Où et comment on extrait le cobalt
Le cobalt congolais est principalement un sous-produit de l’extraction du cuivre, dans de grands complexes industriels (Tenke Fungurume, Kisanfu, Kamoto, Mutanda, Metalkol, etc.). À côté de ce secteur dit « industriel », la production artisanale et à petite échelle (ASM) subsiste, notamment autour de Kolwezi. Elle représenterait de l’ordre de 10 à 20 % de l’offre congolaise et mobilise des dizaines de milliers de travailleurs.
Un cadre légal en mutation
En 2018, la RDC a révisé son Code minier : les minerais « stratégiques », dont le cobalt, supportent désormais une redevance pouvant atteindre 10 %, et une taxe sur « super-profits » s’applique en cas de flambée des prix. Objectif affiché : mieux capter la rente minière et renforcer la souveraineté économique.
Pour organiser le segment artisanal, Kinshasa a créé en 2019, l’Entreprise Générale du Cobalt (EGC), filiale de Gécamines, dotée d’un monopole légal d’achat et de commercialisation du cobalt ASM. Après des débuts hésitants, Gécamines a attribué en 2024 cinq blocs miniers à l’EGC afin de lancer des sites pilotes sous normes de sécurité, traçabilité et protection sociale.
Conditions sociales : progrès fragiles, risques persistants
Le secteur ASM s’accompagne de risques criants : travail des enfants, chutes en galerie, effondrements, exposition chronique aux poussières et aux métaux lourds. Si les autorités ont lancé en 2022-2023 un système de suivi et de remédiation du travail des enfants sur des sites pilotes, les rapports internationaux estiment que les avancées restent partielles et qu’un effort soutenu est nécessaire pour protéger les enfants et offrir des alternatives éducatives et économiques.
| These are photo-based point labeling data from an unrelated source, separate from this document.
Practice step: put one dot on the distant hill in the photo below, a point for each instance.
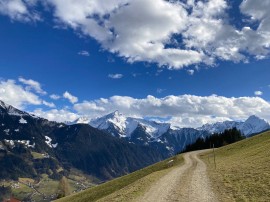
(62, 146)
(162, 136)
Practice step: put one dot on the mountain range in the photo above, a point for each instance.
(64, 147)
(163, 136)
(105, 147)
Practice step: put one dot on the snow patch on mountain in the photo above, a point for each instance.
(251, 126)
(22, 121)
(125, 126)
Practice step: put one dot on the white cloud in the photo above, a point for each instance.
(72, 99)
(258, 93)
(169, 33)
(48, 104)
(16, 95)
(56, 115)
(190, 72)
(32, 85)
(186, 110)
(84, 53)
(115, 76)
(160, 90)
(186, 121)
(55, 96)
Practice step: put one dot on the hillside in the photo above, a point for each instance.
(242, 172)
(44, 151)
(130, 186)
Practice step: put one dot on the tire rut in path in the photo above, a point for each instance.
(185, 183)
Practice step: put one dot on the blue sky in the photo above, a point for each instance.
(192, 61)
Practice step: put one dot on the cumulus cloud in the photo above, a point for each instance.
(146, 30)
(186, 110)
(16, 95)
(115, 76)
(84, 53)
(32, 85)
(71, 98)
(55, 96)
(258, 93)
(174, 33)
(61, 115)
(48, 104)
(190, 72)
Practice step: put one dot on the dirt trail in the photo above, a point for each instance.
(186, 183)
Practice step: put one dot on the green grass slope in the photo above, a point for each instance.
(243, 170)
(131, 184)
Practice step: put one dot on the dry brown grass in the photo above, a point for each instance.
(243, 170)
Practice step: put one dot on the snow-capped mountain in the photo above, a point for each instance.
(119, 125)
(64, 146)
(5, 108)
(162, 136)
(251, 126)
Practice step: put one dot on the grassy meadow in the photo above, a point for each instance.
(243, 170)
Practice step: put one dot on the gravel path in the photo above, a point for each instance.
(185, 183)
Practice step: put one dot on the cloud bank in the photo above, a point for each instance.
(174, 34)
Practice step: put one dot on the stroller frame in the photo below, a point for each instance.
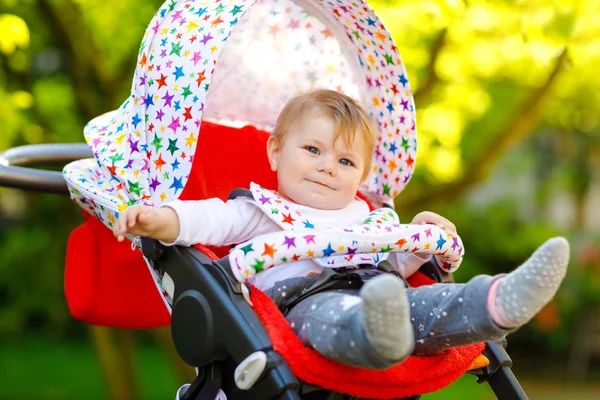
(211, 316)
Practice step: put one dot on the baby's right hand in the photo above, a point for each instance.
(137, 220)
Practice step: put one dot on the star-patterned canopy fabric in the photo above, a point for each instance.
(238, 62)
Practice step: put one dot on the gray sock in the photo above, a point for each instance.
(523, 292)
(386, 317)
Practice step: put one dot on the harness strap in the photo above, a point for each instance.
(340, 279)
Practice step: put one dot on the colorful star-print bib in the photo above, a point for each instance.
(370, 242)
(287, 215)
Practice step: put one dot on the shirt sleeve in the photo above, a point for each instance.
(214, 222)
(407, 263)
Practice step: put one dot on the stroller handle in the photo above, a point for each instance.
(13, 163)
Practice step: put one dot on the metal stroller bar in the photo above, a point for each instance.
(12, 163)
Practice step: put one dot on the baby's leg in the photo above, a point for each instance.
(369, 331)
(447, 315)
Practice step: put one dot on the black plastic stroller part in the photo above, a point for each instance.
(498, 373)
(14, 175)
(212, 323)
(215, 328)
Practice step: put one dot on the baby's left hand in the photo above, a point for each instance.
(428, 217)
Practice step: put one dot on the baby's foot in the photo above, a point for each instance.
(386, 317)
(522, 293)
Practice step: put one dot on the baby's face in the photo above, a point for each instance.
(314, 171)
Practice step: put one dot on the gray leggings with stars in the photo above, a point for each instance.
(442, 316)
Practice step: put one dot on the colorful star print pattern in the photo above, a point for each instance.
(390, 95)
(145, 149)
(371, 242)
(277, 50)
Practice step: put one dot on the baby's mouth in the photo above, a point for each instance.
(321, 184)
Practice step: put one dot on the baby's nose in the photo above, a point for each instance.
(327, 166)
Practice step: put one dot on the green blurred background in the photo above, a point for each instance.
(507, 94)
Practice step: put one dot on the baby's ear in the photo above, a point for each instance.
(273, 151)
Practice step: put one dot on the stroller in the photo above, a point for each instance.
(161, 145)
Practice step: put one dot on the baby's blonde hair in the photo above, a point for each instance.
(348, 116)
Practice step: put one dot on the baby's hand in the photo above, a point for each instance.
(428, 217)
(137, 220)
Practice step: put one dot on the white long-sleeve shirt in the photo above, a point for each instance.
(214, 222)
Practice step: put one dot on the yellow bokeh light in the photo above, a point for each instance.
(444, 164)
(445, 123)
(13, 33)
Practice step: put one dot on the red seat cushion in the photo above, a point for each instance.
(416, 375)
(106, 283)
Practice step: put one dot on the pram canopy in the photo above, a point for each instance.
(238, 64)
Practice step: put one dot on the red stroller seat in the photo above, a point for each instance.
(108, 284)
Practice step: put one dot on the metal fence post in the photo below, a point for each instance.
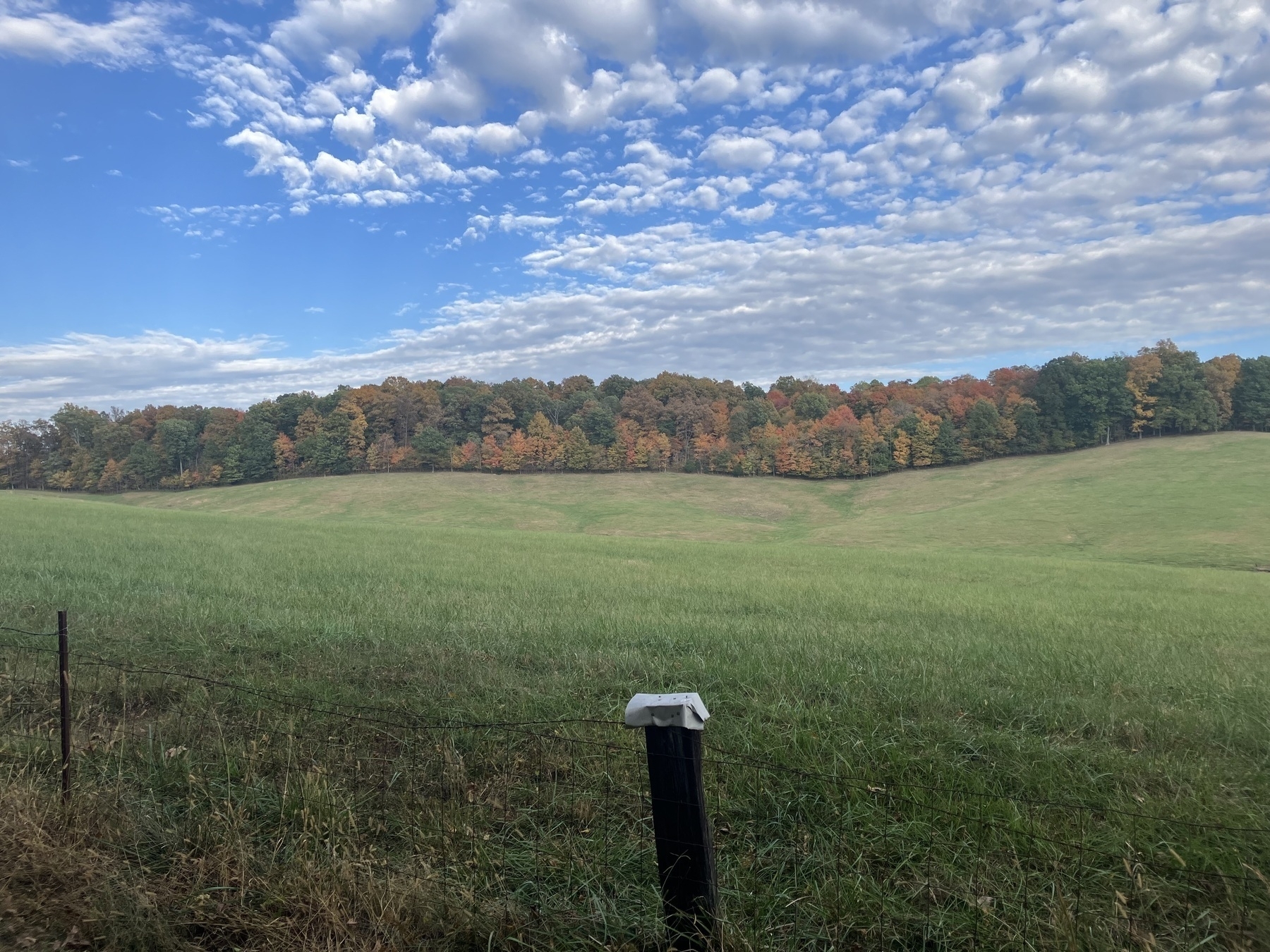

Sur le plan sanitaire et environnemental, des études épidémiologiques autour de Kolwezi ont établi des niveaux élevés de cobalt dans les urines des habitants proches des mines et suggèrent des liens avec des malformations congénitales ; d’autres travaux documentent la contamination des eaux et des sols. Ces résultats étayent l’urgence d’un meilleur contrôle des poussières, des rejets et des haldes de stériles.
Le rôle de la Chine
Après les pics de 2018 et 2022, le cobalt a connu une phase de sur-offre : la montée en puissance de la RDC et, dans une moindre mesure, de l’Indonésie (cobalt issu des projets nickel HPAL) a pesé sur les prix en 2024-2025.
Parallèlement, la montée de la chimie LFP, sans cobalt, dans une partie des VE freine la croissance de la demande… même si le cobalt reste clé pour les NMC à haute densité et les superalliages aéronautiques. Malgré ce contexte, la demande mondiale a dépassé 200 000 t en 2024, tirée par les batteries.
Dans ce tableau, la Chine conserve une position dominante dans le raffinage et pèse de plus en plus lourd via ses groupes miniers actifs en RDC ; la majorité du cobalt congolais semi-raffiné est traitée dans des usines chinoises. Cette concentration renforce les dépendances géopolitiques des filières occidentales.
Infrastructures et géopolitique régionales
Réduire les coûts logistiques et diversifier les routes d’exportation est devenu un enjeu stratégique. Le corridor de Lobito (Angola-RDC-Zambie), soutenu par des partenaires occidentaux et africains, vise à offrir une liaison ferroviaire vers l’Atlantique pour le cuivre-cobalt, diminuant la dépendance aux itinéraires actuels et les empreintes environnementales du transport routier.